Em Marvel’s Wolverine, o jogador será constantemente levado a regiões diferentes do planeta, cada uma com suas próprias características de ambiente, navegação e gameplay. “Logan tem uma pista, tem uma direção, mas tem agência em como decide abordá-la. As áreas têm caminhos diferentes que você pode tomar. O stealth é opcional; você pode fazer ou não fazer, pode pular direto para o combate. E você pode bisbilhotar os cantos e recantos do mundo para encontrar coisas aqui e ali, e algum conteúdo opcional e colecionáveis no caminho”, detalhou.

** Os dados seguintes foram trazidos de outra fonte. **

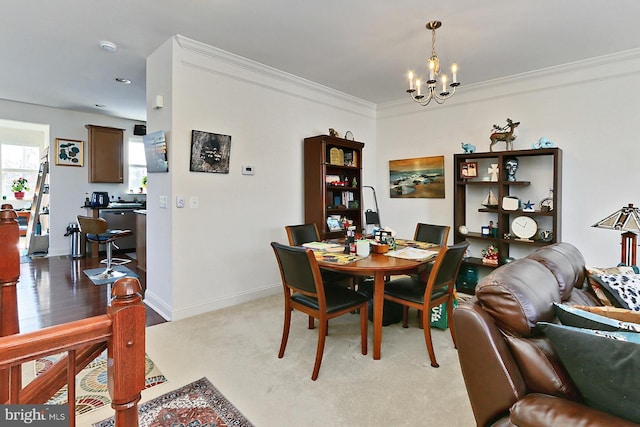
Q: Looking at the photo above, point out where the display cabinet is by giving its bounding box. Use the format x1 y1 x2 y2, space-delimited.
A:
304 135 364 239
453 148 562 268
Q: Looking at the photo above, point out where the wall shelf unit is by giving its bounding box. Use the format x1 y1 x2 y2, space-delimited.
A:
304 135 364 239
453 148 562 268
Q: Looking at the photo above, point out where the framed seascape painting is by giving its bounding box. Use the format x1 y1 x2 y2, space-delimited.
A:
189 130 231 173
389 156 444 199
56 138 84 166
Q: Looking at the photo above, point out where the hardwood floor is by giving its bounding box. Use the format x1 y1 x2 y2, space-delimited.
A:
17 254 166 332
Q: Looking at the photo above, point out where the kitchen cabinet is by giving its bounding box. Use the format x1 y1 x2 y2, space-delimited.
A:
304 135 364 240
453 148 562 270
86 125 124 184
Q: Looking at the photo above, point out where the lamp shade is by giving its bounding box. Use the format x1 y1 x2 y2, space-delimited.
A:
592 203 640 233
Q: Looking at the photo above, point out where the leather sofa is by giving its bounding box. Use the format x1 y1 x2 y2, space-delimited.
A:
453 243 637 427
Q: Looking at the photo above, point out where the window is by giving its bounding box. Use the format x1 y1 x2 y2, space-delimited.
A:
129 137 147 193
0 142 40 200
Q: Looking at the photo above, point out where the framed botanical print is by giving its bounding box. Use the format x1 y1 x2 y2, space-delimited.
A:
55 138 84 166
460 162 478 179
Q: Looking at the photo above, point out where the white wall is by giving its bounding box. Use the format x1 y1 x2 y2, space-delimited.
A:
376 50 640 266
0 100 144 256
147 36 376 320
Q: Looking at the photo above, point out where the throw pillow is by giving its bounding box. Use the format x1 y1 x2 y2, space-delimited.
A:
574 305 640 324
585 265 638 306
595 274 640 311
538 322 640 423
554 304 640 332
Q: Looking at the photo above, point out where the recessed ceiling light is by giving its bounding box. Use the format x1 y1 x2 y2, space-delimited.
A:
100 40 118 52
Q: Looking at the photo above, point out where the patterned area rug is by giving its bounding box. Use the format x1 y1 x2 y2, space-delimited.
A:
93 378 253 427
35 350 167 415
84 265 138 285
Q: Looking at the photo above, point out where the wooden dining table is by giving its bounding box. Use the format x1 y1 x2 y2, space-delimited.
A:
318 247 440 360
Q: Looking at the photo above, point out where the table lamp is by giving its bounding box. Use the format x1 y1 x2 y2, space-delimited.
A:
592 203 640 265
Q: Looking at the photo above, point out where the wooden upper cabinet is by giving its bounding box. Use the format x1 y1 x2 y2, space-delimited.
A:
86 125 124 183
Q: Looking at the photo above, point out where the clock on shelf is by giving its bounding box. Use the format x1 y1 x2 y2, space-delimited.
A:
511 216 538 241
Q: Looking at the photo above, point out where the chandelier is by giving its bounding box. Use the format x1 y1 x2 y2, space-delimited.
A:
407 21 460 106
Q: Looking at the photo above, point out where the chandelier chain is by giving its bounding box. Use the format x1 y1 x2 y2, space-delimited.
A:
407 21 460 106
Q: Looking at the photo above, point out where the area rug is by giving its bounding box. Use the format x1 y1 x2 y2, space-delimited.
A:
93 377 253 427
84 265 138 285
35 350 167 415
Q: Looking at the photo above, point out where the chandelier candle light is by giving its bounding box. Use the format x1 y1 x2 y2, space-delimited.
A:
407 21 460 106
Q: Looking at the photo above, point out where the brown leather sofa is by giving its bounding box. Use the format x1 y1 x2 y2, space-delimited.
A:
453 243 637 427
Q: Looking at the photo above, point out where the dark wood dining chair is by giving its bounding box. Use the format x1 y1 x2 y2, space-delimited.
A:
384 241 469 368
271 242 369 381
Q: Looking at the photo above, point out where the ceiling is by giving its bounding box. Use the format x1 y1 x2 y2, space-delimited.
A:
0 0 640 120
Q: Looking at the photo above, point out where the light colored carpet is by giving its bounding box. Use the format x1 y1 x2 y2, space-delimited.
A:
78 293 475 427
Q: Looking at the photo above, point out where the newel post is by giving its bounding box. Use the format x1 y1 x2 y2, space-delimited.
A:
0 205 22 402
107 277 146 427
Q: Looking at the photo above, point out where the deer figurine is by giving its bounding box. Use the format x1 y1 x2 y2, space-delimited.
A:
489 119 520 151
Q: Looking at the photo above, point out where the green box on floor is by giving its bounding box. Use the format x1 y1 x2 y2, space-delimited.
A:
429 300 458 329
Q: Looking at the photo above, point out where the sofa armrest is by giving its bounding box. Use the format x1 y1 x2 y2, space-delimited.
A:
509 393 638 427
453 298 526 426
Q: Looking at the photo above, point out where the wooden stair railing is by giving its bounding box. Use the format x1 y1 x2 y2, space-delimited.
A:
0 206 146 427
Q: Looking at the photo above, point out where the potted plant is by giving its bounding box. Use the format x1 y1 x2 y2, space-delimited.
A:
11 177 29 200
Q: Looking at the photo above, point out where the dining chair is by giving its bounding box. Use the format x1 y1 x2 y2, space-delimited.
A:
384 241 469 368
77 215 133 280
271 242 369 381
404 222 451 308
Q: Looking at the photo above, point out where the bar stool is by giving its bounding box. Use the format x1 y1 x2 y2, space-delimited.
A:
78 215 133 280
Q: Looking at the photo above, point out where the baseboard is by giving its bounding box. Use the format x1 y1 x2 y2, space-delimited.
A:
144 284 282 321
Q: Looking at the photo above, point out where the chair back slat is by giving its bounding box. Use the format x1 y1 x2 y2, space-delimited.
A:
427 241 469 295
285 224 320 246
271 242 322 295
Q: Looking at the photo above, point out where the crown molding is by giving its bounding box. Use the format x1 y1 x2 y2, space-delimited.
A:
174 35 376 117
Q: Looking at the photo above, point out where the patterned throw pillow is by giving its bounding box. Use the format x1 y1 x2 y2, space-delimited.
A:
595 274 640 311
585 265 640 307
554 303 640 332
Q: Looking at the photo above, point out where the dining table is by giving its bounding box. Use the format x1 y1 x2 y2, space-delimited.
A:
315 239 441 360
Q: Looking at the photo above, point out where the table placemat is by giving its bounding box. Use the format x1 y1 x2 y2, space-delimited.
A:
396 239 438 249
313 251 360 264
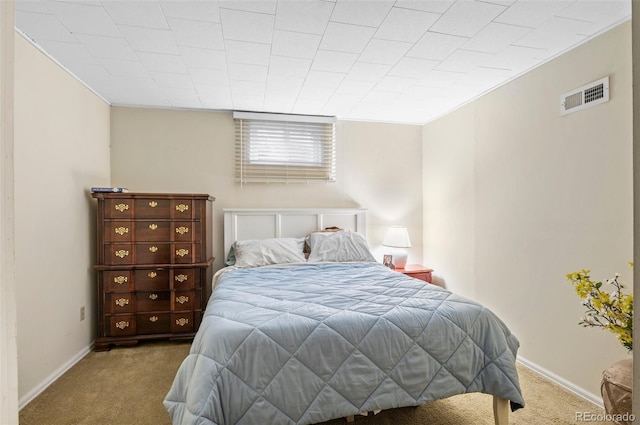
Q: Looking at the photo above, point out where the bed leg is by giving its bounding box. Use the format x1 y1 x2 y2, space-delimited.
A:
493 396 509 425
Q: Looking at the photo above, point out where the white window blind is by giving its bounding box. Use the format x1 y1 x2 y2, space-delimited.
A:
233 112 336 183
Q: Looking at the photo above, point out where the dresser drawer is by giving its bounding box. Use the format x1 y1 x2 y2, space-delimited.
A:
104 198 133 219
106 314 136 336
136 313 171 335
171 199 198 220
135 242 171 264
104 292 136 313
171 291 196 311
170 221 202 242
133 198 171 219
133 269 171 291
136 291 172 312
171 243 204 264
134 220 171 242
103 243 135 265
171 311 195 333
100 270 134 292
171 269 200 290
102 220 134 242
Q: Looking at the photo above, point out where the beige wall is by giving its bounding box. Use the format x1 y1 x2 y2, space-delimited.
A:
111 107 422 268
423 22 633 401
15 35 109 405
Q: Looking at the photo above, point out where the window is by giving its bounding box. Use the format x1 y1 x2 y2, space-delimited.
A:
233 112 336 183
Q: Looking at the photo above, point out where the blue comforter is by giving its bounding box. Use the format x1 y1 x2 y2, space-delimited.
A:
164 263 524 425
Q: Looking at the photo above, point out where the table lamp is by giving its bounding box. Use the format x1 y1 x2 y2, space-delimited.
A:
382 226 411 269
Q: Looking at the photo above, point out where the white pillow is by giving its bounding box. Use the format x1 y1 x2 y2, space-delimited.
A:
233 238 306 267
309 230 376 262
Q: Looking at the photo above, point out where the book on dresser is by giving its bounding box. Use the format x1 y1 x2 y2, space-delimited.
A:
91 192 214 351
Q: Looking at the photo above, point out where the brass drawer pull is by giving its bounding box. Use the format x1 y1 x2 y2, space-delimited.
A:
116 298 129 307
176 226 189 235
116 320 129 329
115 249 129 258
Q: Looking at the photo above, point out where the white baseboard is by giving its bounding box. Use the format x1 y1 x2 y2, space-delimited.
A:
18 342 93 410
517 356 604 409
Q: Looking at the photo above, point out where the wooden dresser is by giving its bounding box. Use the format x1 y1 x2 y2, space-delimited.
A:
91 193 214 351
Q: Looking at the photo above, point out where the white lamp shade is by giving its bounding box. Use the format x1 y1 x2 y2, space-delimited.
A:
382 226 411 248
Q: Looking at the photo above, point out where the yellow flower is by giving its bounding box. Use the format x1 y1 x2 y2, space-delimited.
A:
566 263 633 350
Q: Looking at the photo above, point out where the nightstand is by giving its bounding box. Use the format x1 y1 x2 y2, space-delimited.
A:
395 264 433 283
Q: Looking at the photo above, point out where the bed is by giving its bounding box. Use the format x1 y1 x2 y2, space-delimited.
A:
164 209 524 425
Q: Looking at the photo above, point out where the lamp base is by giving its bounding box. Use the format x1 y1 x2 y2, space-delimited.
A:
392 249 408 269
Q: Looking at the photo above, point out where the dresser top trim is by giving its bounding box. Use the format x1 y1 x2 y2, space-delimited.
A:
91 192 216 202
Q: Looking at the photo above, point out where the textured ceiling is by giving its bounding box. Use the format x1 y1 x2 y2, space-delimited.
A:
13 0 631 124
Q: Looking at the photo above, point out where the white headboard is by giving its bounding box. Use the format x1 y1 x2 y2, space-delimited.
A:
223 208 367 256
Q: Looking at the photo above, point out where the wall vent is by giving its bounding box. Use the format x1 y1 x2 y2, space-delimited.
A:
560 77 609 115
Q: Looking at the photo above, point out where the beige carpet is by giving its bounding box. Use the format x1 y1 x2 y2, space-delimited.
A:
20 342 609 425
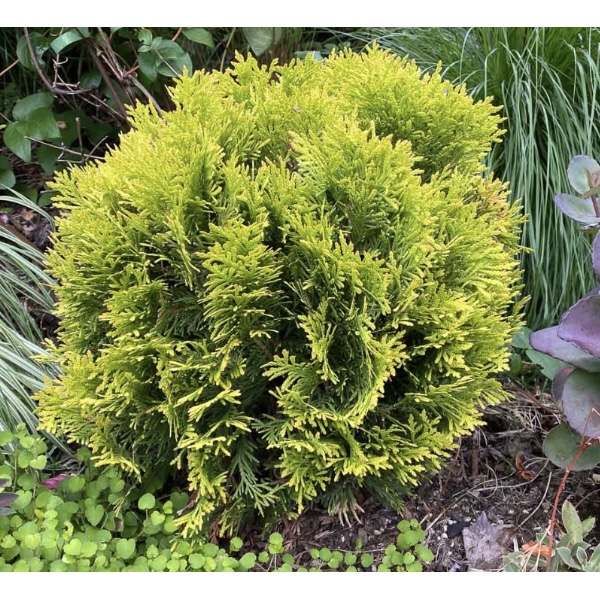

Variedade de ambientes e sem mundo aberto
A diversidade de cenários ao redor do globo foi construída para gerar diferentes “sabores” de gameplay. Conforme Daly descreveu, alguns momentos serão mais focados em observação e travessia, outros em encontrar personagens para interagir, e muitos deles em perseguir e eliminar inimigos furtivamente, ou não, já que o stealth é inteiramente opcional.
Quando questionado sobre a possibilidade de existirem áreas no estilo sandbox dentro do jogo, o diretor foi direto: a Insomniac jamais teve intenção de criar um mundo aberto. “O que realmente queríamos era uma aventura linear single-player frenético e intrigante, e as missões refletem isso em sua estrutura”, afirmou.
Marvel’s Wolverine chega ao PS5 em 15 de setembro.